Il ne se fait pas prier pour rester dans l’air du temps et plaider une place moins mineure à l’Afrique au sein des institutions internationales. «Nous devrions renforcer la représentation et la voix des pays en développement, notamment ceux d’Afrique, au sein du Conseil de sécurité des Nations unies et d’autres organisations internationales», estime Qin Gang, ajoutant que «l’Afrique devrait être un carrefour pour la coopération internationale, et pas le terrain d’une concurrence entre grandes puissances».
Les voix les plus prépondérantes au sein du Conseil de sécurité ne s’opposent donc pas à l’octroi d’un statut plus décisif à l’Afrique au sein de l’instance. Mais il y a sans doute un pas entre les déclarations diplomatiques et les actes politiques, qu’on continuera à hésiter, ou refuser, de franchir.

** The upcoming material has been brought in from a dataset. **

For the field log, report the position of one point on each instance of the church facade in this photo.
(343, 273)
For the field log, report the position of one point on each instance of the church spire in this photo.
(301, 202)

L’incapacité des pays africains à régler les conflits via les instances continentales comme l’UA, les consensus fragiles en son sein, le faible poids stratégique, financier et économique ainsi que l’absence d’influence diplomatique sur la scène internationale… peuvent toujours être opposés au continent pour retarder la promotion de ses représentants comme acteurs majeurs à l’ONU. Ce n’est pas pour autant que l’Afrique cessera d’être assidûment courtisée.